= Paweena Hongsakul =

Thai politician

Paweena Hongsakul (born 5 July 1949) is Thailand politician, and a women's and children's rights activist. In 1988 she became the Deputy Minister of Labor and Social Welfare of Thailand, then Minster for the Prime Minister's Office between 1999 and 2000, and later between 2013 and 2014, she became the Minister of Social Development and Human Security.

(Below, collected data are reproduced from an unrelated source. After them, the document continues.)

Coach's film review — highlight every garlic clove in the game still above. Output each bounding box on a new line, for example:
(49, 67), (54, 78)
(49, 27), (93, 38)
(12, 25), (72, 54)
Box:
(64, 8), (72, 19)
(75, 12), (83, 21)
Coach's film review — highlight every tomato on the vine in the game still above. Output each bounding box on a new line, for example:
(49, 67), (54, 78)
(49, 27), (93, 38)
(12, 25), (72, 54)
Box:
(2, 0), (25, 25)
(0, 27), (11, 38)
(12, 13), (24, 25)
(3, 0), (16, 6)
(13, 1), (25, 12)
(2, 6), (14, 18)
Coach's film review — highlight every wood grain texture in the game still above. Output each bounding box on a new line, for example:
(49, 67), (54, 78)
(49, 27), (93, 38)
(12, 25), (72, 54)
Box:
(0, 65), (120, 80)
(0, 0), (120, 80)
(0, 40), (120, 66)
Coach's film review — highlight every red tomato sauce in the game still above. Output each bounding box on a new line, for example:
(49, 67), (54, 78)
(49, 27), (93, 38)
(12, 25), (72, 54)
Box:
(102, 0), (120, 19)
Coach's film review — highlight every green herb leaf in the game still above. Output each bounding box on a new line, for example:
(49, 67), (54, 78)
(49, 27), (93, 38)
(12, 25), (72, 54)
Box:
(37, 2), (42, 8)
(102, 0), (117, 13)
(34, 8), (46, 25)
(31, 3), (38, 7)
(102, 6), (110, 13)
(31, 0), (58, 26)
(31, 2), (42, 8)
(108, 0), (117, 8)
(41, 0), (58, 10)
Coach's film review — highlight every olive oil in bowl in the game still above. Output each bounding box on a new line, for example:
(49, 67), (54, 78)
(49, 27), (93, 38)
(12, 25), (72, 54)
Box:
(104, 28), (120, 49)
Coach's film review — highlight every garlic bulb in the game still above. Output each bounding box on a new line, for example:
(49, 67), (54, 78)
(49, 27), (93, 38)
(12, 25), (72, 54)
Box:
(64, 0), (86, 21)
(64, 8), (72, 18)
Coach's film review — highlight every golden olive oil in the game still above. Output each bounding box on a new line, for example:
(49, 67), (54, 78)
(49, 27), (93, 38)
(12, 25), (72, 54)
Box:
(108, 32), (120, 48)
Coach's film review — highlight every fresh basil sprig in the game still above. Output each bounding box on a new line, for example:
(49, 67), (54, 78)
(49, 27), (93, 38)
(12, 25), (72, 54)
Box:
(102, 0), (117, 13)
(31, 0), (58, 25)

== Early life and education ==
Hongsakul was born to parent Gp. Capt Perm and Mrs. Keyoon Hongsakul. She is a devoted Buddhist follower. She completed her high school education at Kenyon Rae Methodist Girls School, Malaysia. She then moved to earn a bachelor's degree in commerce at Bliss College, Ohio, United States. Hongsakul completed her MA in political science at Ramkhamhaeng University. She then later enrolled for Ph.D. program in economics, specializing in political economics at Chulalongkorn University.

== Politics ==
Hongsakul served as a congresswoman for 18 years. She became the first Woman Leader of the House from 1992 to 1993. She held chairperson of many committees such as Youth Activities, Science and Technology, and Tourism. She later became the Minister of Labor and Social Welfare in 1988, and Minster for the Prime Minister's Office from 1999 to 2000. Hongsakul became a Consultant for the Ministry of Labor, Ministry of Justice and the Deputy Prime Minister.